Java.Core.ParallelStreams

🔗 What are Parallel Streams?

Parallel Streams are a feature of the Java Stream API (introduced in Java 8) that allows you to process a collection of data in parallel — meaning the work is split into multiple threads that run concurrently.

In a normal stream (sequential stream), data processing happens in a single thread, step by step. In a parallel stream, Java breaks the data into chunks and processes each chunk in a separate thread (using the common ForkJoinPool under the hood).

🛠️ Example

Sequential Stream (single thread)

List<String> names = List.of("Alice", "Bob", "Charlie", "David");

names.stream()
    .map(String::toUpperCase)
    .forEach(System.out::println);

Parallel Stream (multi-threaded)

names.parallelStream()
    .map(String::toUpperCase)
    .forEach(System.out::println);  // order might be different!

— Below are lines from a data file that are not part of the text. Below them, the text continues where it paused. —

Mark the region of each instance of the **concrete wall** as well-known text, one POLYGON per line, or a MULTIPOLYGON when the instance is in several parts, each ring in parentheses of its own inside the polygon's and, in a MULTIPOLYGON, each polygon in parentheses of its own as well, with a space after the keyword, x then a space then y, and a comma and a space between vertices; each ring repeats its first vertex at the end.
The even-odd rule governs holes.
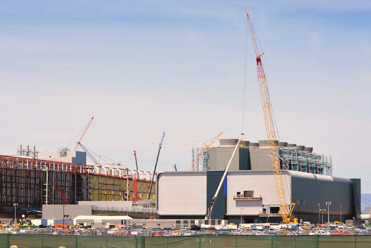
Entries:
MULTIPOLYGON (((290 202, 289 185, 291 178, 285 172, 283 173, 286 202, 290 202), (286 183, 287 182, 287 184, 286 183)), ((263 205, 278 206, 274 176, 272 171, 241 171, 229 172, 227 194, 227 215, 257 215, 263 210, 263 205), (262 200, 236 200, 233 199, 237 192, 243 194, 244 191, 253 191, 255 196, 261 196, 262 200)))
POLYGON ((79 201, 78 204, 80 205, 89 205, 104 209, 133 207, 132 201, 79 201))
MULTIPOLYGON (((91 215, 91 205, 67 204, 64 205, 64 219, 72 220, 79 215, 91 215), (68 217, 65 217, 68 215, 68 217)), ((42 219, 63 219, 63 205, 48 204, 42 205, 42 219)))
POLYGON ((61 157, 58 151, 42 151, 39 152, 38 158, 43 160, 86 165, 86 153, 79 151, 68 151, 66 157, 61 157))
POLYGON ((272 170, 272 159, 269 148, 250 149, 250 162, 252 170, 272 170))
POLYGON ((206 173, 178 171, 157 176, 159 215, 202 215, 206 209, 206 173))
MULTIPOLYGON (((210 157, 209 160, 209 167, 210 170, 224 169, 231 158, 235 146, 229 147, 211 147, 210 157)), ((239 148, 232 160, 229 171, 240 169, 250 169, 250 155, 247 148, 239 148)))
MULTIPOLYGON (((204 215, 222 174, 222 171, 160 173, 157 189, 159 215, 178 218, 204 215)), ((318 203, 320 208, 327 209, 326 201, 332 202, 331 221, 340 220, 340 205, 343 220, 356 214, 354 197, 358 197, 356 195, 358 193, 353 193, 352 180, 292 171, 282 171, 282 176, 286 202, 289 204, 298 200, 300 203, 300 210, 297 205, 294 210, 294 217, 316 222, 318 203)), ((241 215, 241 209, 243 215, 257 217, 263 208, 268 210, 278 206, 272 171, 232 171, 227 175, 226 183, 226 196, 222 187, 212 218, 219 217, 224 211, 227 218, 236 219, 241 215), (243 194, 245 191, 253 191, 254 195, 261 196, 261 200, 234 199, 237 192, 243 194)), ((259 218, 256 220, 259 220, 259 218)), ((261 219, 260 221, 263 220, 261 219)), ((264 220, 266 220, 266 218, 264 220)))

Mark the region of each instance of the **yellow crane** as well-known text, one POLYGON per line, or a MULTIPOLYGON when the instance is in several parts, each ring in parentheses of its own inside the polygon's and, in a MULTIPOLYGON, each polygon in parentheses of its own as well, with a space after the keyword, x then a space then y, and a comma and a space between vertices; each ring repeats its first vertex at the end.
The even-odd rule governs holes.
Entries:
POLYGON ((258 84, 260 92, 260 100, 263 107, 263 113, 264 116, 265 122, 265 129, 269 146, 269 155, 272 159, 272 165, 274 175, 276 190, 277 193, 278 204, 279 205, 279 212, 282 216, 282 221, 284 223, 292 222, 291 218, 292 211, 295 207, 295 203, 291 203, 289 208, 286 202, 285 190, 283 187, 283 180, 282 172, 279 165, 279 157, 278 155, 278 144, 277 143, 276 132, 274 123, 272 117, 272 105, 269 97, 267 81, 265 74, 263 68, 261 56, 264 55, 264 53, 260 53, 256 43, 255 31, 252 28, 250 15, 248 10, 246 11, 246 16, 247 18, 248 28, 252 40, 255 55, 256 55, 256 68, 257 72, 258 84))
MULTIPOLYGON (((197 156, 195 156, 195 158, 193 159, 193 163, 192 163, 192 165, 191 165, 190 167, 189 168, 189 171, 194 171, 197 170, 197 167, 199 164, 198 162, 202 159, 203 156, 207 156, 207 153, 209 150, 209 148, 210 148, 210 146, 213 145, 213 144, 214 144, 215 141, 217 140, 221 136, 221 135, 222 134, 223 132, 220 132, 218 135, 214 137, 214 138, 213 138, 213 140, 208 144, 204 143, 203 146, 201 149, 201 151, 198 153, 197 156)), ((204 165, 205 166, 205 165, 204 165)))

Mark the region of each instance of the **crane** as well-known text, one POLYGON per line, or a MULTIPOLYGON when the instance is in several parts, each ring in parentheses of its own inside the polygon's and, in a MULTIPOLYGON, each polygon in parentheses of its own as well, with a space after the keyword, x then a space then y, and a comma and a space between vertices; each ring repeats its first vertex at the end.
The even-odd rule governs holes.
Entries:
POLYGON ((220 132, 218 135, 214 137, 213 140, 208 144, 204 143, 204 145, 202 147, 201 151, 198 153, 197 156, 195 156, 193 163, 192 163, 192 165, 189 168, 189 171, 193 171, 198 170, 198 162, 201 160, 203 156, 204 156, 204 169, 207 170, 209 168, 209 166, 207 165, 207 162, 209 160, 209 148, 210 148, 210 146, 211 146, 222 134, 223 132, 220 132))
POLYGON ((158 161, 158 156, 160 155, 160 151, 161 150, 161 148, 162 147, 162 142, 163 142, 163 138, 164 138, 165 132, 164 132, 163 134, 162 134, 162 138, 161 138, 161 141, 158 144, 158 152, 157 152, 157 153, 156 163, 155 164, 155 169, 154 169, 154 174, 152 175, 152 180, 151 180, 151 186, 150 187, 150 192, 148 193, 148 199, 147 199, 148 200, 149 200, 150 197, 151 197, 151 192, 152 191, 152 186, 153 186, 154 184, 154 179, 155 179, 155 175, 156 174, 156 167, 157 167, 157 163, 158 161))
POLYGON ((90 124, 92 124, 92 122, 93 121, 93 119, 94 119, 94 116, 93 116, 92 118, 90 119, 90 121, 89 121, 89 122, 88 123, 88 125, 86 125, 86 127, 85 128, 85 129, 84 130, 84 132, 83 132, 83 134, 81 135, 81 137, 80 137, 80 139, 79 139, 79 141, 77 141, 77 143, 76 144, 76 146, 75 146, 75 149, 73 149, 73 151, 76 150, 77 149, 77 147, 79 147, 79 145, 80 144, 80 142, 81 142, 81 140, 83 140, 83 138, 85 136, 85 134, 86 134, 87 131, 88 131, 88 129, 89 128, 89 127, 90 126, 90 124))
POLYGON ((250 19, 248 10, 246 11, 246 16, 247 18, 248 28, 250 30, 252 44, 256 56, 258 84, 259 85, 259 90, 260 92, 260 100, 261 100, 262 106, 263 107, 265 129, 267 132, 269 146, 269 155, 272 160, 272 165, 274 175, 276 191, 279 205, 279 212, 282 217, 283 222, 284 223, 289 223, 292 221, 291 216, 295 204, 293 202, 292 203, 289 209, 286 202, 286 196, 283 187, 283 180, 280 167, 278 145, 276 141, 276 131, 272 116, 272 104, 269 97, 268 86, 267 86, 265 74, 264 73, 264 70, 263 68, 261 58, 261 56, 264 55, 264 53, 260 53, 259 52, 256 42, 255 31, 252 28, 252 24, 250 19))
POLYGON ((137 152, 135 150, 134 150, 134 157, 135 157, 135 165, 137 166, 137 170, 138 170, 138 161, 137 161, 137 152))
POLYGON ((131 200, 133 201, 139 201, 141 198, 138 195, 137 191, 137 173, 134 173, 133 177, 133 196, 131 197, 131 200))
POLYGON ((100 164, 100 159, 99 159, 99 161, 96 160, 95 158, 94 157, 94 156, 92 154, 92 153, 90 152, 90 150, 89 149, 84 145, 82 143, 80 143, 78 144, 78 145, 79 145, 81 148, 84 150, 84 152, 86 153, 86 155, 88 155, 88 156, 90 158, 90 159, 92 160, 92 161, 94 163, 94 165, 98 165, 100 164))
POLYGON ((223 176, 221 177, 221 179, 220 179, 220 181, 219 182, 219 185, 216 189, 216 191, 215 192, 215 193, 211 198, 211 201, 209 204, 209 207, 208 208, 207 210, 206 210, 206 213, 205 214, 205 220, 210 220, 210 218, 211 217, 211 213, 213 212, 213 208, 214 208, 214 205, 215 205, 215 202, 216 201, 216 197, 217 197, 218 194, 219 194, 219 192, 221 188, 221 186, 223 185, 223 183, 224 181, 225 177, 227 176, 228 169, 229 168, 229 166, 231 165, 232 160, 233 159, 233 157, 236 154, 236 151, 237 150, 237 148, 238 148, 238 147, 240 145, 240 144, 243 143, 243 140, 241 138, 241 137, 243 135, 244 135, 244 134, 241 134, 240 138, 238 139, 238 141, 237 141, 237 143, 236 144, 236 146, 235 146, 234 150, 233 150, 233 152, 232 153, 231 158, 229 159, 229 162, 228 162, 227 167, 225 167, 225 170, 224 170, 224 173, 223 173, 223 176))

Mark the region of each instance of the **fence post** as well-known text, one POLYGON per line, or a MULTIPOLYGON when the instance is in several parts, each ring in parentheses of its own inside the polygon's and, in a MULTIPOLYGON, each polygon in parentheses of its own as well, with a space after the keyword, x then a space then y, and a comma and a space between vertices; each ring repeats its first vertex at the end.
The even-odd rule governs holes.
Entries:
POLYGON ((354 248, 357 248, 357 235, 354 235, 354 248))
POLYGON ((296 247, 296 236, 294 236, 294 247, 296 247))
POLYGON ((274 238, 275 236, 272 235, 271 237, 271 248, 273 248, 273 238, 274 238))
POLYGON ((141 248, 145 248, 146 246, 145 243, 146 243, 146 240, 144 239, 144 236, 142 236, 142 244, 141 245, 141 248))

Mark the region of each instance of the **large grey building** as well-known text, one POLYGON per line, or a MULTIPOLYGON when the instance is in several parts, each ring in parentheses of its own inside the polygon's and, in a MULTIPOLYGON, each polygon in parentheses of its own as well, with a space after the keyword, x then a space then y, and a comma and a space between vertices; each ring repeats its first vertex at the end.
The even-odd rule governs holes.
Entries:
MULTIPOLYGON (((157 175, 156 208, 163 219, 205 216, 237 140, 221 140, 210 150, 210 170, 165 172, 157 175)), ((330 206, 330 221, 360 217, 360 180, 334 177, 331 158, 312 148, 278 142, 286 202, 296 202, 293 217, 321 222, 320 209, 330 206), (283 143, 283 144, 282 144, 283 143), (282 146, 282 145, 284 146, 282 146), (299 146, 298 147, 297 146, 299 146), (341 207, 340 207, 341 206, 341 207)), ((279 205, 267 142, 247 141, 236 153, 211 219, 240 223, 279 222, 279 205)), ((322 212, 324 212, 322 211, 322 212)), ((327 215, 327 211, 325 212, 327 215)), ((325 219, 324 221, 327 221, 325 219)))

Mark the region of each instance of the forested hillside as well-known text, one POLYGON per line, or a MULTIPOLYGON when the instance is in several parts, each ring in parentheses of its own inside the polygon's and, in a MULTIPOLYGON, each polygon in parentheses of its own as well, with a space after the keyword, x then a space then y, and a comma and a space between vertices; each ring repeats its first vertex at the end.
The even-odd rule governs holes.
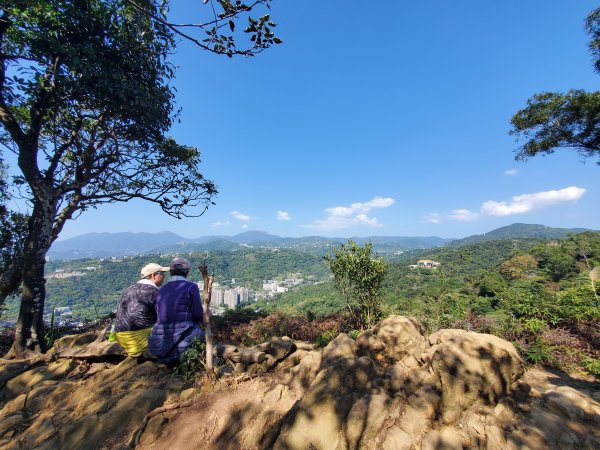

💡 Key Features of Parallel Streams

FeatureExplanation
Automatic parallelismNo need to manually create threads — Java does it for you.
Divide and ConquerCollection is split into smaller parts and processed in parallel.
Uses ForkJoinPoolSpecifically, the common pool (shared across your app).
Functional styleYou write high-level transformations (map, filter, reduce), not low-level thread management.
Order not guaranteedParallel streams may process elements out of order (unless you use forEachOrdered).

⚠️ When to Use Parallel Streams (and when to avoid them)

CaseRecommendation
Large collections (thousands or millions of items)✅ Parallel stream is worth considering.
Small collections (few items)❌ Parallel stream overhead > benefit. Use sequential stream.
CPU-intensive operations (like complex calculations)✅ Parallel streams can speed things up.
IO-bound operations (e.g., reading files)❌ Parallel stream won’t help much (threads just wait).
Running inside a server application (like Spring)⚠️ Be careful — you might accidentally block the shared ForkJoinPool.

🔥 Summary

Parallel streams are a convenient way to process large data collections in parallel, leveraging multiple CPU cores without manually writing thread code. But they are not magic — they have overhead and aren’t always faster than regular (sequential) streams, especially for small data sets.